Des formations avec le syndicat caprin de la Drôme
Puis, les élèves ont pris la direction de la fromagerie, accueillis par Jonathan Jullien. Au programme : dégustation du lait de la traite du matin et découverte des secrets de fabrication du fromage. Jonathan est pour l’instant conjoint collaborateur sur l’exploitation. Son installation en Gaec avec Éléna est prévue pour 2024. Ingénieur en bureau d’étude, il a amorcé une reconversion agricole en obtenant son BPREA par validation des acquis et de l’expérience et en suivant plusieurs formations en transformation fromagère, notamment avec le syndicat caprin de la Drôme. Après un stage chez Pascal Huet, éleveur fromager à Solaure-en-Diois, Jonathan a rénové l’ancienne fromagerie du bâtiment racheté par Éléna et s'est lancé dans la fabrication en 2022. Sa gamme compte un petit chèvre rond lactique, une pâte pressée type tomme de Savoie, un fromage type camembert, un fromage type raclette en période hivernale sans oublier des yaourts, nature et vanille. La première année, il a transformé environ 20 000 litres de lait.

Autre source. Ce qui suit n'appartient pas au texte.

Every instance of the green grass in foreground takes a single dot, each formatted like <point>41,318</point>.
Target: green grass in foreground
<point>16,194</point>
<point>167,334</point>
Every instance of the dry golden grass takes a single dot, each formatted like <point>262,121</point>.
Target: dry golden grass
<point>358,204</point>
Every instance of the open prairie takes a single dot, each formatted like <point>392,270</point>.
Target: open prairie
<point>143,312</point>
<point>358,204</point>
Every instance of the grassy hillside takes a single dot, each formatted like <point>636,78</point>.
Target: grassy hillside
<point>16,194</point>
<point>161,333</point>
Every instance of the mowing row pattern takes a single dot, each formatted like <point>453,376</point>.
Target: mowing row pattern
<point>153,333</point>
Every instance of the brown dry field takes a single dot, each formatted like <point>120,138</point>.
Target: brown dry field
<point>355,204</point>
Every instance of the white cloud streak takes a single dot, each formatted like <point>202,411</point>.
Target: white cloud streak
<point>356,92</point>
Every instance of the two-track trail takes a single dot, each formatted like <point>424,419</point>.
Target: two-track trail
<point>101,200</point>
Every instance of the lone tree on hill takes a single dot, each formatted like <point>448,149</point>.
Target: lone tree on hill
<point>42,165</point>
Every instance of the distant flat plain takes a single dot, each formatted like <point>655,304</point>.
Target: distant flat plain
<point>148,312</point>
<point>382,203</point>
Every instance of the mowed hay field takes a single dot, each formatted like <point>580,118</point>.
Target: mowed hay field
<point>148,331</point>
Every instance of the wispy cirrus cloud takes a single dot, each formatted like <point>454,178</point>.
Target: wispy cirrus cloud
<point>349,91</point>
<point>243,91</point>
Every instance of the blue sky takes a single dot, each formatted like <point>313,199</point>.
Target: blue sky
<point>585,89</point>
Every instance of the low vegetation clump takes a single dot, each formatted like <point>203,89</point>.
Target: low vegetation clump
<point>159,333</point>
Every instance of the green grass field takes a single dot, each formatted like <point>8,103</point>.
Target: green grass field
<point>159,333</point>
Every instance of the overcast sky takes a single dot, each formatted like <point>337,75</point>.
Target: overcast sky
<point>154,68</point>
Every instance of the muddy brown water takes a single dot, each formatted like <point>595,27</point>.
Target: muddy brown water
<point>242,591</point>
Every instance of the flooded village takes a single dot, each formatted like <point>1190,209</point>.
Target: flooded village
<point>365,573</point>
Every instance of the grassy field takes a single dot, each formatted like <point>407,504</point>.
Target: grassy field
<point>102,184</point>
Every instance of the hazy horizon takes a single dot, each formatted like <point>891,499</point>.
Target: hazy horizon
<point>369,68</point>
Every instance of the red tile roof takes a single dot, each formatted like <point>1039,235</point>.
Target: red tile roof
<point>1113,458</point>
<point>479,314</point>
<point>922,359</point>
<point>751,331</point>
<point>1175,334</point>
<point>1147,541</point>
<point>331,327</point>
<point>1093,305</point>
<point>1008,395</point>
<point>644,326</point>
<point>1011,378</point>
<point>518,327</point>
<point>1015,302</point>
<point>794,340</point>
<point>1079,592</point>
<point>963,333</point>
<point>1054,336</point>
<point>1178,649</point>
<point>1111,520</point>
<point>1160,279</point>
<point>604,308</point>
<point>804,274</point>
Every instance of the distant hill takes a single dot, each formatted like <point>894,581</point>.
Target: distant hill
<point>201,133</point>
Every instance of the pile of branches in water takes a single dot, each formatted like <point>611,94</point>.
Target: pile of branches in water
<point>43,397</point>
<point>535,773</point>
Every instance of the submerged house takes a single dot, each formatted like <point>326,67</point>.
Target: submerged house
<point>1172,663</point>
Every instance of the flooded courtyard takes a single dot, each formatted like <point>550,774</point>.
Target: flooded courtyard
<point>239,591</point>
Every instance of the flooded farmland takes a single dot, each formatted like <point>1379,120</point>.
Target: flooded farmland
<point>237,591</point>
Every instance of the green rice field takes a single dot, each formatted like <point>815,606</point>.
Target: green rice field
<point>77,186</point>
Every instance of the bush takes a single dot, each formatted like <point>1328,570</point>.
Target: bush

Un volume équivalent a par ailleurs été collecté par Eurial. L’objectif à terme est de transformer la totalité des volumes produits.
Du temps et de la préparation
Le troupeau compte 83 chèvres mais la production est en légère baisse cette année. Une question d’alimentation. « Nous avons eu une récolte de fourrage** abondante et n’avons pas acheté de luzerne car la grange était déjà remplie de notre foin », commente Éléna. Moins de lait donc mais au final des dépenses alimentaires réduites et une production qui devrait être mieux valorisée par la transformation.
D’ici 2025, le couple d’éleveurs espère pouvoir construire un hangar pour stocker davantage de fourrage, la paille et le matériel. Et disposer d’un peu plus de place pour accueillir des groupes d’enfants. Jonathan Jullien reconnaît toutefois que ce type d’accueil nécessite du temps, de la préparation et que, sur une ferme comme la chèvrerie du Bard, il est difficile d’imaginer accueillir plus d’un à deux groupes par an. C’est donc toute la profession agricole qui devra mettre la main à la pâte dans les prochaines années pour proposer, comme voulu par le ministre, au moins une action de découverte de l’activité agricole aux plus de quatre millions d’élèves français scolarisés en élémentaire (du CP au CM2).